Opponents say the measure will allow pollution of lakes, streams and groundwater, and reduce air quality for the sake of jobs and the economy.
The bill, if signed into law, would create an expedited process by setting a 420-day limit for the state's Department of Natural Resources to approve or deny a permit for iron mining.
"We have struck a balance between protecting air and water quality and our overall environment and giving a fair shot to any company that would like to come in and explore our resources and create those jobs," said Republican Assemblyman Scott Suder, who is expected to introduce the bill on the floor of the state House of Representatives on Thursday.
Assembly Republicans, who control the chamber, are expected to easily approve the bill, sending it to the Republican Governor Scott Walker, who supports the legislation.

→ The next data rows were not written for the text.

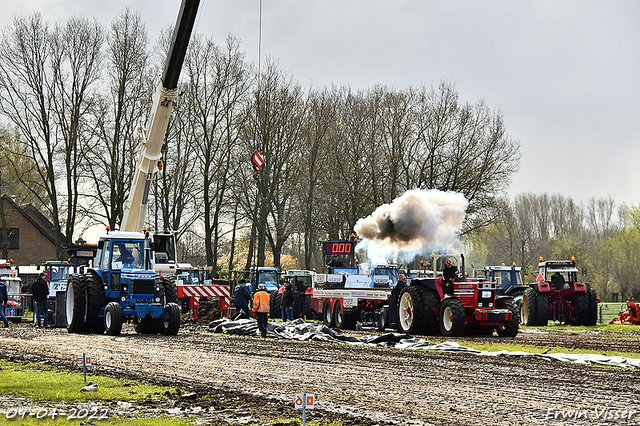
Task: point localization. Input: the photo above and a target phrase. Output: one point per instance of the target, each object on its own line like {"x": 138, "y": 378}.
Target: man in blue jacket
{"x": 40, "y": 291}
{"x": 241, "y": 297}
{"x": 4, "y": 298}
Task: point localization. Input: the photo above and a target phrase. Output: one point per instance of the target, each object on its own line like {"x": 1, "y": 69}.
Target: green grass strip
{"x": 41, "y": 382}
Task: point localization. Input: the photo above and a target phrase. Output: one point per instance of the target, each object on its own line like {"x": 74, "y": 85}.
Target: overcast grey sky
{"x": 565, "y": 74}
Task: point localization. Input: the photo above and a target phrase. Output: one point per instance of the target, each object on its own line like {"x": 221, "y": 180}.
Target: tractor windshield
{"x": 59, "y": 272}
{"x": 268, "y": 277}
{"x": 506, "y": 279}
{"x": 128, "y": 254}
{"x": 562, "y": 275}
{"x": 392, "y": 273}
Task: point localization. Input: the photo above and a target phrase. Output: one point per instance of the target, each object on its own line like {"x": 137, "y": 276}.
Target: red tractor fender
{"x": 579, "y": 287}
{"x": 543, "y": 287}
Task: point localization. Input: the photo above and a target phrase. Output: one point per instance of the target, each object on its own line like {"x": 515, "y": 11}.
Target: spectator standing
{"x": 4, "y": 298}
{"x": 261, "y": 308}
{"x": 287, "y": 302}
{"x": 40, "y": 291}
{"x": 241, "y": 297}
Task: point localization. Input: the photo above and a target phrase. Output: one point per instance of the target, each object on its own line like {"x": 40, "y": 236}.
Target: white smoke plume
{"x": 418, "y": 222}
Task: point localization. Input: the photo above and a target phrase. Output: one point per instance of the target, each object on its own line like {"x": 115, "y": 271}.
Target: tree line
{"x": 73, "y": 95}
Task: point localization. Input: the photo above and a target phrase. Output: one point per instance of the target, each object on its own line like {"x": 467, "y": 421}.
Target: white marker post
{"x": 304, "y": 401}
{"x": 83, "y": 361}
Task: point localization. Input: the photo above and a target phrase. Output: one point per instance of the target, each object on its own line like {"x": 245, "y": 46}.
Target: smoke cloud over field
{"x": 418, "y": 222}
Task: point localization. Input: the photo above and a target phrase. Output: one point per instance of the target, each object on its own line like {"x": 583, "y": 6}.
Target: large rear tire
{"x": 96, "y": 300}
{"x": 327, "y": 315}
{"x": 452, "y": 319}
{"x": 417, "y": 311}
{"x": 542, "y": 309}
{"x": 76, "y": 304}
{"x": 171, "y": 321}
{"x": 113, "y": 319}
{"x": 593, "y": 307}
{"x": 508, "y": 328}
{"x": 528, "y": 310}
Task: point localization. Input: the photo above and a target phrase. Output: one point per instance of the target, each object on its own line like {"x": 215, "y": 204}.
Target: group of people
{"x": 260, "y": 307}
{"x": 40, "y": 294}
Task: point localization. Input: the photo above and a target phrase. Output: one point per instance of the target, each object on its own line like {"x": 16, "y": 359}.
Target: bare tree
{"x": 218, "y": 87}
{"x": 45, "y": 91}
{"x": 110, "y": 161}
{"x": 276, "y": 131}
{"x": 322, "y": 107}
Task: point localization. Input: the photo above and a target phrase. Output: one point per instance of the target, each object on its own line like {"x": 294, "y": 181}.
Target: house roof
{"x": 36, "y": 218}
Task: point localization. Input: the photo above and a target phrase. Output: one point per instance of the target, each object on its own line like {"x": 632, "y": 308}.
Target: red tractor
{"x": 432, "y": 305}
{"x": 557, "y": 295}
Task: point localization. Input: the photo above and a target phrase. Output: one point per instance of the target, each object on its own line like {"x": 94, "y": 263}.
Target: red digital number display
{"x": 338, "y": 247}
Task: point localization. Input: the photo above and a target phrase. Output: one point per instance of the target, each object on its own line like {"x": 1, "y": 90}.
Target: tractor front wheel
{"x": 508, "y": 328}
{"x": 543, "y": 312}
{"x": 593, "y": 307}
{"x": 96, "y": 300}
{"x": 171, "y": 321}
{"x": 76, "y": 304}
{"x": 383, "y": 319}
{"x": 113, "y": 319}
{"x": 528, "y": 310}
{"x": 327, "y": 315}
{"x": 147, "y": 325}
{"x": 582, "y": 311}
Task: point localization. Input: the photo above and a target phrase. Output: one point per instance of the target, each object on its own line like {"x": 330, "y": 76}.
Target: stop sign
{"x": 257, "y": 159}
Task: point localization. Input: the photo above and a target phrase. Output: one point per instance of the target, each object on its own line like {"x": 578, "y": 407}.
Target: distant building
{"x": 31, "y": 235}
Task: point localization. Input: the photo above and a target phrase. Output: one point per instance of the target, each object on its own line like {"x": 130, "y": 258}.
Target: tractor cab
{"x": 559, "y": 273}
{"x": 120, "y": 262}
{"x": 505, "y": 277}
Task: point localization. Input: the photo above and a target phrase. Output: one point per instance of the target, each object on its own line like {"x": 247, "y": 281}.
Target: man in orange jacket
{"x": 261, "y": 308}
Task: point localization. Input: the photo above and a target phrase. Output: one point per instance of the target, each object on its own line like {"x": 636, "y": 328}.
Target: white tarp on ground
{"x": 301, "y": 330}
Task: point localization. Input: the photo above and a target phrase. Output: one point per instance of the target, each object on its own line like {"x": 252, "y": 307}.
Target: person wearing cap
{"x": 402, "y": 283}
{"x": 4, "y": 298}
{"x": 40, "y": 291}
{"x": 241, "y": 297}
{"x": 449, "y": 273}
{"x": 261, "y": 308}
{"x": 287, "y": 302}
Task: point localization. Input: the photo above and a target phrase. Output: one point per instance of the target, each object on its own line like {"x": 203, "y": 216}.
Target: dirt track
{"x": 359, "y": 385}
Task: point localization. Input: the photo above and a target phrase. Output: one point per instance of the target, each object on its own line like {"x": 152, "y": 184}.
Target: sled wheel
{"x": 327, "y": 317}
{"x": 452, "y": 320}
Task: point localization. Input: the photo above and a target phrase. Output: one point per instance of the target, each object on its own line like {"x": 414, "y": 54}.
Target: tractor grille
{"x": 143, "y": 287}
{"x": 485, "y": 298}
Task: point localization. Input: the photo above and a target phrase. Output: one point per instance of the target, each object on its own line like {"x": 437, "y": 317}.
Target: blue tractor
{"x": 122, "y": 286}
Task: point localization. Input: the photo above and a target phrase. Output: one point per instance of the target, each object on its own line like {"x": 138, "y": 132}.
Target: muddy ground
{"x": 249, "y": 380}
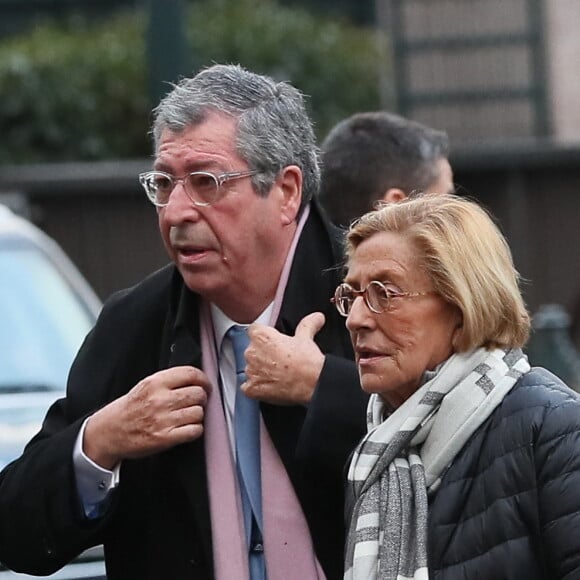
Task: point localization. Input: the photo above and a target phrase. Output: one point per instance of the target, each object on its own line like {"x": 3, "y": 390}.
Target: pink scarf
{"x": 288, "y": 548}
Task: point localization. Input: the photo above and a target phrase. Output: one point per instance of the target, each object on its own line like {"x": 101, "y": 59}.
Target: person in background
{"x": 210, "y": 412}
{"x": 380, "y": 156}
{"x": 471, "y": 464}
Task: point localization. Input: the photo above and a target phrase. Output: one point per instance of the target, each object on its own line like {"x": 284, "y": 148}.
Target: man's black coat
{"x": 158, "y": 523}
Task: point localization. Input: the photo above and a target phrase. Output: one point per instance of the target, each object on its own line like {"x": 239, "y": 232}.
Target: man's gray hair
{"x": 274, "y": 129}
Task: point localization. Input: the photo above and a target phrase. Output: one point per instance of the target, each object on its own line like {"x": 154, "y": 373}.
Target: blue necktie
{"x": 247, "y": 436}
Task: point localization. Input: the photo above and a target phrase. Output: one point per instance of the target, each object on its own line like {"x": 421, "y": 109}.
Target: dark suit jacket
{"x": 158, "y": 523}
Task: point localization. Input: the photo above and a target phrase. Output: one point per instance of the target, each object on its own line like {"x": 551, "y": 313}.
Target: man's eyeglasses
{"x": 377, "y": 296}
{"x": 202, "y": 187}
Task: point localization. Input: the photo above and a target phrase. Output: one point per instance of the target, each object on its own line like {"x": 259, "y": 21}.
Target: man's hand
{"x": 163, "y": 410}
{"x": 283, "y": 369}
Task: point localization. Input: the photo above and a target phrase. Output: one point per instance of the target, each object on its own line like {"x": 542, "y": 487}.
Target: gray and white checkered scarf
{"x": 402, "y": 459}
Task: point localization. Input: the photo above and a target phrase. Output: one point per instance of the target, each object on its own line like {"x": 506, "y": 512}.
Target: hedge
{"x": 81, "y": 92}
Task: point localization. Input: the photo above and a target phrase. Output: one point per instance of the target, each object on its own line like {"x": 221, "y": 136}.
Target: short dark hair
{"x": 368, "y": 153}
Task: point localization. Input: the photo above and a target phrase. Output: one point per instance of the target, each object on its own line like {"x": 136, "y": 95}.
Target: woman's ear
{"x": 393, "y": 194}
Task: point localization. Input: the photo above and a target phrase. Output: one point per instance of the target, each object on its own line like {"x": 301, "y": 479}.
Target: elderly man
{"x": 161, "y": 450}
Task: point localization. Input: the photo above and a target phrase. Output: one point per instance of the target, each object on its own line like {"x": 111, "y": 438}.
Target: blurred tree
{"x": 82, "y": 92}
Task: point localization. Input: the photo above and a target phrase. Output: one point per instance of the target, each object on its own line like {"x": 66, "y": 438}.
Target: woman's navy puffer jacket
{"x": 509, "y": 505}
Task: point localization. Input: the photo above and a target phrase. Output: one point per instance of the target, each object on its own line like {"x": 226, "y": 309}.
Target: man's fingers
{"x": 310, "y": 325}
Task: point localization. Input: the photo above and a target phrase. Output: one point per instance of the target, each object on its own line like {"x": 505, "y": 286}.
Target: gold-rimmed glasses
{"x": 377, "y": 296}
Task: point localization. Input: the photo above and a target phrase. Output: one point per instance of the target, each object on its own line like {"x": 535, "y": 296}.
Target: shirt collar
{"x": 222, "y": 323}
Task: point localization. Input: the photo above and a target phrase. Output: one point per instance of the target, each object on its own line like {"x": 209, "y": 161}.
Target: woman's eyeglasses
{"x": 377, "y": 296}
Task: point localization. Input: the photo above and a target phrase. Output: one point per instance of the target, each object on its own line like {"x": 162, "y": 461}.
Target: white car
{"x": 46, "y": 310}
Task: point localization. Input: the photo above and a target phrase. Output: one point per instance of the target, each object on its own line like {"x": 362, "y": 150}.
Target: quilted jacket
{"x": 509, "y": 505}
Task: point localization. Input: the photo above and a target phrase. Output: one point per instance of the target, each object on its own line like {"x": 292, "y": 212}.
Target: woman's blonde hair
{"x": 467, "y": 259}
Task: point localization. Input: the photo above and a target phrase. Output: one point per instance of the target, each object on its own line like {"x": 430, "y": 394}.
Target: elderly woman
{"x": 471, "y": 465}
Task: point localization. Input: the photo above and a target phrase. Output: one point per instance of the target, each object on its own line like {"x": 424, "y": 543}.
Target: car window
{"x": 42, "y": 324}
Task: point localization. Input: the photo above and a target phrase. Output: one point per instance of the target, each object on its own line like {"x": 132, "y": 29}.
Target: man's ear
{"x": 393, "y": 194}
{"x": 289, "y": 184}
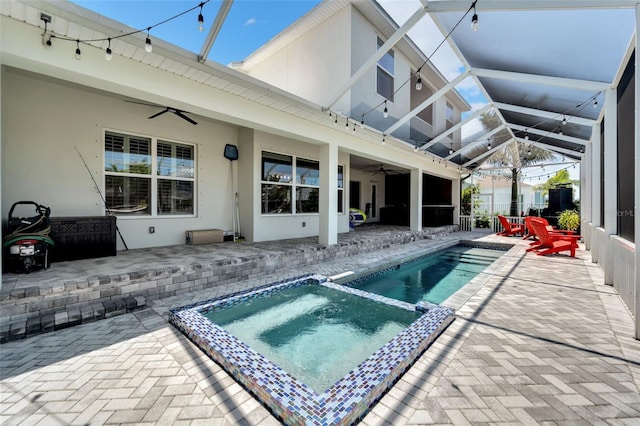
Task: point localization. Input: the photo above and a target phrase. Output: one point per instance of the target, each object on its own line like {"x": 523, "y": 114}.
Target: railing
{"x": 494, "y": 223}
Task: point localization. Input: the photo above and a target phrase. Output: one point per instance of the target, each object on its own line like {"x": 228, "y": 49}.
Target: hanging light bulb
{"x": 201, "y": 19}
{"x": 474, "y": 19}
{"x": 107, "y": 53}
{"x": 147, "y": 42}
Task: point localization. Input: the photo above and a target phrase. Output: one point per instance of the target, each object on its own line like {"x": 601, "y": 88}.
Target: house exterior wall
{"x": 313, "y": 66}
{"x": 45, "y": 120}
{"x": 267, "y": 227}
{"x": 52, "y": 103}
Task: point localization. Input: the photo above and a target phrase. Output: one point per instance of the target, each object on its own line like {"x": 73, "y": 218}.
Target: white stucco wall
{"x": 313, "y": 66}
{"x": 45, "y": 119}
{"x": 267, "y": 227}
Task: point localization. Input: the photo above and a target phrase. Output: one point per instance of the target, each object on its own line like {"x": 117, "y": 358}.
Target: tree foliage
{"x": 561, "y": 176}
{"x": 514, "y": 155}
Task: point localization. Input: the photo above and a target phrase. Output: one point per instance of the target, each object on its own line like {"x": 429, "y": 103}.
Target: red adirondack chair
{"x": 531, "y": 233}
{"x": 552, "y": 242}
{"x": 510, "y": 228}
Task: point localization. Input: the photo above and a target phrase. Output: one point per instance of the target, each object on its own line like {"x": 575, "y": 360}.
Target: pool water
{"x": 433, "y": 278}
{"x": 316, "y": 334}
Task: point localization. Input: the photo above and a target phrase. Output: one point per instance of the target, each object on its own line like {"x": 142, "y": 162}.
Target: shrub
{"x": 569, "y": 219}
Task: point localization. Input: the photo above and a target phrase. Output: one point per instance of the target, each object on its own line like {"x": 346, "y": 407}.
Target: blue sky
{"x": 249, "y": 25}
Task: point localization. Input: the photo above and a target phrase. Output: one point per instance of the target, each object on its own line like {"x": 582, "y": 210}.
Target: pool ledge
{"x": 293, "y": 402}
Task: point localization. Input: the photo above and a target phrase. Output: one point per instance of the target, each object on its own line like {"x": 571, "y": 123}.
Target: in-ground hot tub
{"x": 288, "y": 397}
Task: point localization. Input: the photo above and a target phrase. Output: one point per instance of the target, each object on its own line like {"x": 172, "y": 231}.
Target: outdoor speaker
{"x": 231, "y": 152}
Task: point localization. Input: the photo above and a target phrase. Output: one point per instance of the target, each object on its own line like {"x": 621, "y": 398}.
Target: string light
{"x": 107, "y": 53}
{"x": 419, "y": 81}
{"x": 474, "y": 18}
{"x": 147, "y": 42}
{"x": 201, "y": 19}
{"x": 148, "y": 47}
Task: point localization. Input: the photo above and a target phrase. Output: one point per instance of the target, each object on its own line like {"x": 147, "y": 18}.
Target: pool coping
{"x": 293, "y": 402}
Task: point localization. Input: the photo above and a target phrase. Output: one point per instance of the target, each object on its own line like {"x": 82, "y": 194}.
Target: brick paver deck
{"x": 540, "y": 341}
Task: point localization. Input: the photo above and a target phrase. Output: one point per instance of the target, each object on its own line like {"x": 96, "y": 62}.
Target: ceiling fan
{"x": 180, "y": 113}
{"x": 384, "y": 171}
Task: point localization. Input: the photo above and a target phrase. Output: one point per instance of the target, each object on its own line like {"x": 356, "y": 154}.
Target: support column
{"x": 610, "y": 181}
{"x": 596, "y": 178}
{"x": 328, "y": 221}
{"x": 637, "y": 177}
{"x": 415, "y": 205}
{"x": 585, "y": 194}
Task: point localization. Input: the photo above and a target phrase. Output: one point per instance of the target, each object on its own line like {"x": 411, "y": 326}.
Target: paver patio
{"x": 537, "y": 340}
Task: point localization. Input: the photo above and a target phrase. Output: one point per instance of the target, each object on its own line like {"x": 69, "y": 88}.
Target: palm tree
{"x": 514, "y": 155}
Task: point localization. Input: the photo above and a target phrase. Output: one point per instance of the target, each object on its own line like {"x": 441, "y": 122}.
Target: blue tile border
{"x": 293, "y": 402}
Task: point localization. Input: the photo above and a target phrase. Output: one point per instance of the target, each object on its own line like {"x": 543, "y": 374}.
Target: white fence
{"x": 494, "y": 222}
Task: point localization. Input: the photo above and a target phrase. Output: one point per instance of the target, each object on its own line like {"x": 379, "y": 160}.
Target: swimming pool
{"x": 430, "y": 278}
{"x": 290, "y": 399}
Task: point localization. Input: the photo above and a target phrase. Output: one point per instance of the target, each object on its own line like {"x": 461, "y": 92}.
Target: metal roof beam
{"x": 545, "y": 114}
{"x": 456, "y": 126}
{"x": 549, "y": 134}
{"x": 431, "y": 99}
{"x": 549, "y": 147}
{"x": 596, "y": 86}
{"x": 476, "y": 142}
{"x": 519, "y": 5}
{"x": 373, "y": 59}
{"x": 214, "y": 30}
{"x": 488, "y": 153}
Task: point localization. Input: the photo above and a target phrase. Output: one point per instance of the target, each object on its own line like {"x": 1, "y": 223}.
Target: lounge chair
{"x": 510, "y": 228}
{"x": 531, "y": 233}
{"x": 549, "y": 242}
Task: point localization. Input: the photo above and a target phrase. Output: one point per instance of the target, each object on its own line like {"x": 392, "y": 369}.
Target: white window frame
{"x": 292, "y": 183}
{"x": 153, "y": 176}
{"x": 381, "y": 68}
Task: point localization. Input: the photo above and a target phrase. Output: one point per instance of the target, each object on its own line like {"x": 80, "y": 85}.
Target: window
{"x": 340, "y": 189}
{"x": 131, "y": 184}
{"x": 449, "y": 115}
{"x": 385, "y": 71}
{"x": 283, "y": 194}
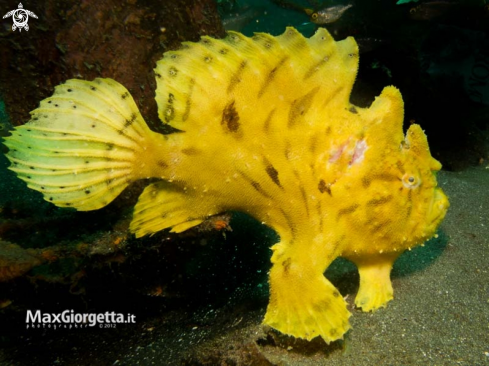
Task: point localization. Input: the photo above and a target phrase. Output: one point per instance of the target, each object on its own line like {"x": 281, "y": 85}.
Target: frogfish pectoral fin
{"x": 304, "y": 304}
{"x": 375, "y": 284}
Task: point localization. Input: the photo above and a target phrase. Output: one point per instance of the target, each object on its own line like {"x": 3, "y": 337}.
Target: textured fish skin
{"x": 266, "y": 128}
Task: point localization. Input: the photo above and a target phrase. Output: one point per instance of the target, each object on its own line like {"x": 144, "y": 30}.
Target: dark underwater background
{"x": 199, "y": 297}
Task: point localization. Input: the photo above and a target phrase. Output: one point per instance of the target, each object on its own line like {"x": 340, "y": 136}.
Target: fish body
{"x": 328, "y": 15}
{"x": 266, "y": 128}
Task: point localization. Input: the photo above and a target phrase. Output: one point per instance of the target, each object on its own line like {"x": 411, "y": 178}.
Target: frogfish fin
{"x": 83, "y": 145}
{"x": 164, "y": 205}
{"x": 304, "y": 304}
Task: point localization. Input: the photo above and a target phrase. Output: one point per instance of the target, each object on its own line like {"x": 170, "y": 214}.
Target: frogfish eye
{"x": 410, "y": 181}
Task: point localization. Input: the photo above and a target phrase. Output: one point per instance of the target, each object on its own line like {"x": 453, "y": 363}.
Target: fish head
{"x": 422, "y": 202}
{"x": 403, "y": 205}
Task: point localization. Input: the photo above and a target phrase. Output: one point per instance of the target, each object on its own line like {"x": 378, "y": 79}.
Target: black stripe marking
{"x": 191, "y": 151}
{"x": 188, "y": 102}
{"x": 230, "y": 118}
{"x": 273, "y": 174}
{"x": 324, "y": 187}
{"x": 379, "y": 201}
{"x": 333, "y": 95}
{"x": 347, "y": 211}
{"x": 255, "y": 185}
{"x": 170, "y": 110}
{"x": 271, "y": 75}
{"x": 300, "y": 107}
{"x": 304, "y": 198}
{"x": 289, "y": 224}
{"x": 236, "y": 78}
{"x": 315, "y": 68}
{"x": 266, "y": 124}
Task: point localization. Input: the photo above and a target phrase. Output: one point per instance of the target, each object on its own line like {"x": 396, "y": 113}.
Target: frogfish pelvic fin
{"x": 265, "y": 127}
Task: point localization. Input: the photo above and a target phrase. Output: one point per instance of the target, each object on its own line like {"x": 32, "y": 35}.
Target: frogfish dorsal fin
{"x": 233, "y": 78}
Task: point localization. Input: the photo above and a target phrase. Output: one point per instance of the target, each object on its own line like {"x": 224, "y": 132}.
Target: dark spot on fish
{"x": 316, "y": 67}
{"x": 323, "y": 187}
{"x": 286, "y": 264}
{"x": 301, "y": 106}
{"x": 347, "y": 210}
{"x": 266, "y": 124}
{"x": 365, "y": 182}
{"x": 273, "y": 174}
{"x": 190, "y": 151}
{"x": 271, "y": 75}
{"x": 230, "y": 118}
{"x": 170, "y": 110}
{"x": 379, "y": 201}
{"x": 188, "y": 102}
{"x": 236, "y": 78}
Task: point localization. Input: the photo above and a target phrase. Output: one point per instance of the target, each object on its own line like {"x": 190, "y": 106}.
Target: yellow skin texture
{"x": 267, "y": 129}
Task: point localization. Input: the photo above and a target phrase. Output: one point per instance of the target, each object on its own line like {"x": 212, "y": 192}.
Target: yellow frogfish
{"x": 264, "y": 126}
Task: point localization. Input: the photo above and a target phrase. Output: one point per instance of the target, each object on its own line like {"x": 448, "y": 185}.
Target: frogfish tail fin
{"x": 84, "y": 145}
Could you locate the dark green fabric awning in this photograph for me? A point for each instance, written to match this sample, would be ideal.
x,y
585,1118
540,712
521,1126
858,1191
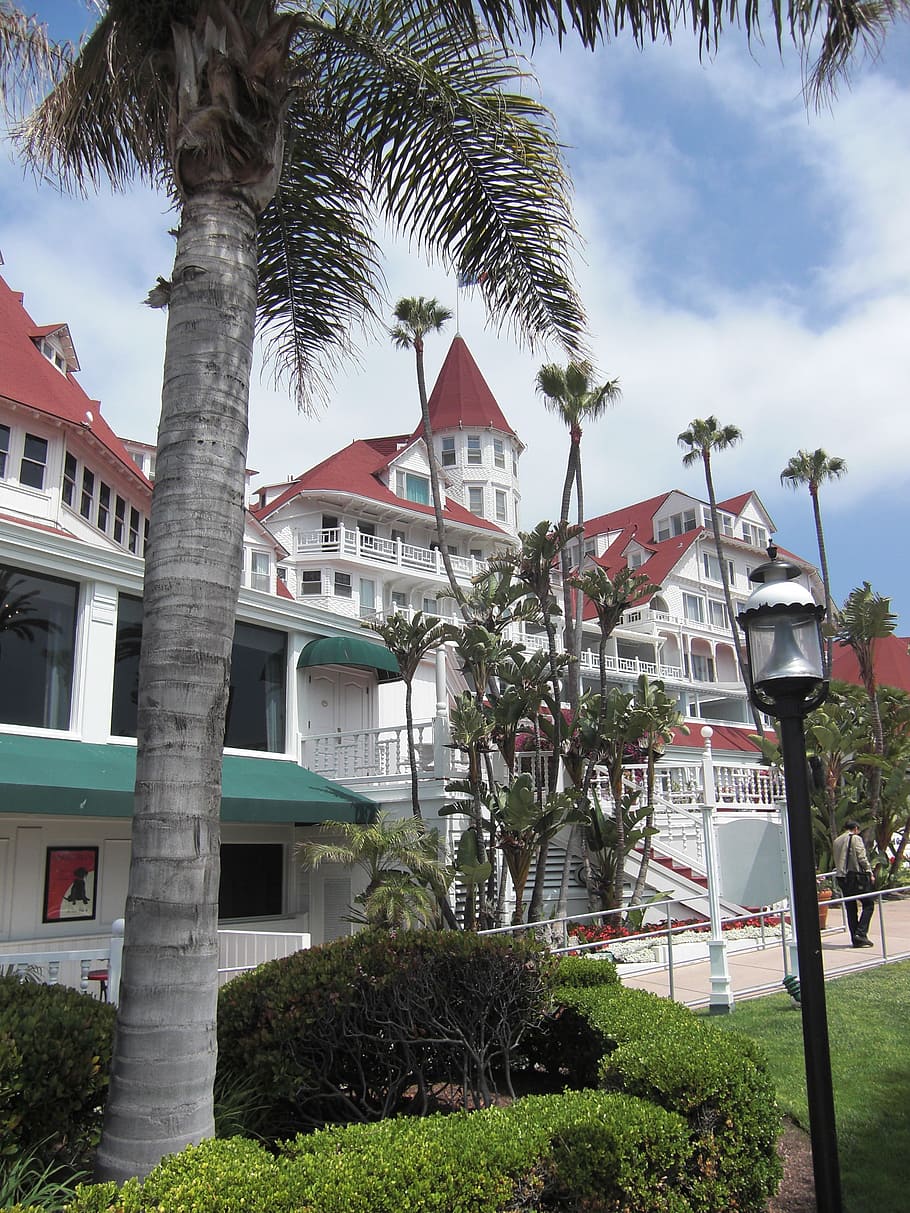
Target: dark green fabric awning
x,y
351,650
77,778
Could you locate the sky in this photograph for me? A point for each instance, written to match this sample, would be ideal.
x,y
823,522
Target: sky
x,y
744,255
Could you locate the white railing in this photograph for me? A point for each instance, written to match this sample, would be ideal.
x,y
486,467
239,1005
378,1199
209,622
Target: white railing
x,y
379,753
101,961
373,548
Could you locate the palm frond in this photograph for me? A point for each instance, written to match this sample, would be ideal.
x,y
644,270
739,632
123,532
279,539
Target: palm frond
x,y
470,170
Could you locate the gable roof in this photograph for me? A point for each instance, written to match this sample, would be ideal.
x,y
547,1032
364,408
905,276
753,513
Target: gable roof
x,y
461,398
356,470
28,379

The catalyst for the metallic mining measure is a plan by mining company Gogebic Taconite for a $1.5 billion mine in portions of Iron and Ashland counties in northwestern Wisconsin.
During its first phase, the Gogebic mining site is expected to be about 5 miles long with a 1,500-acre open pit as much as 1,000 feet deep, according to the state's Legislative Fiscal Bureau. The site could grow to about 20 miles long in later phases, the agency said.
The mine, intended to extract the 2.2 billion tons of iron ore available in the area, would be one of the largest in North America, according to Thomas Evans, assistant director of the Wisconsin Geological and Natural History Survey.
"It makes a significant investment and significant commitment in terms of the extraction of that resource, but whether it happens or not, it will be an economic decision by a company," Evans said.
Officials with Cline Resource and Development Group, Gogebic Taconite's parent company, were not immediately available for comment. Cline Resource and Development Group is a privately-held company owned by billionaire Christopher Cline.
The company has said the project could create 700 mining jobs, more than 3,000 construction jobs, and $604 million of total economic benefits annually.
Supporters of the proposed measure say the state's mining regulations have been constraining and the approval process too elongated, creating uncertainty for mining companies.
"A company needs certainty that when they apply for a permit, they will be given a fair shot and a time certain to get an answer," Suder said. "Without that certainty, no company in the world is going to come here and those job opportunities will be completely lost."
Wisconsin's current regulation of mining, like many other U.S. states', is onerous, according to the National Mining Association.
"The infuriating long permit process in the United States is far longer than in competing regions like Canada or Chile or Australia," said Luke Popovich, a spokesman for the mining association.
The bill also allows a mining company and the state's Department of Natural Resources one 60-day extension during the approval process. The provision allows the department and U.S. Army Corps of Engineers to jointly prepare environmental impact statements while allowing mining companies to make changes to a proposal during the approval process.
Under the new law, mining companies will be able to fill wetlands, lakes smaller than two acres and some streams with waste, more than they are allowed to under current regulations.
"It's extreme, it's one-sided and clearly flawed," said Anne Sayers, program director of the Wisconsin League of Conservation Voters.
She added mining will pose a public health threat by emitting arsenic, lead and mercury, and damage the ground water supply, a source of drinking water for almost 70 percent of Wisconsin citizens.
It also lessens a mining company's environmental liability by removing irrevocable trust requirements, which require mining companies to set aside money to pay for future environmental issues that may arise such as contamination.
The legislation keeps in place the 40 years of long-term care insurance a mining company must carry and a requirement for a reclamation bond to pay to reclaim the mine site.
Senators passed the bill with a 17-16 vote on February 27 after about a dozen public hearings that consisted of more than 70 hours of debate and testimony were held to during the last two years throughout the state.
Senate Republicans failed to pass the bill last year when a Republican lawmaker refused to support the measure.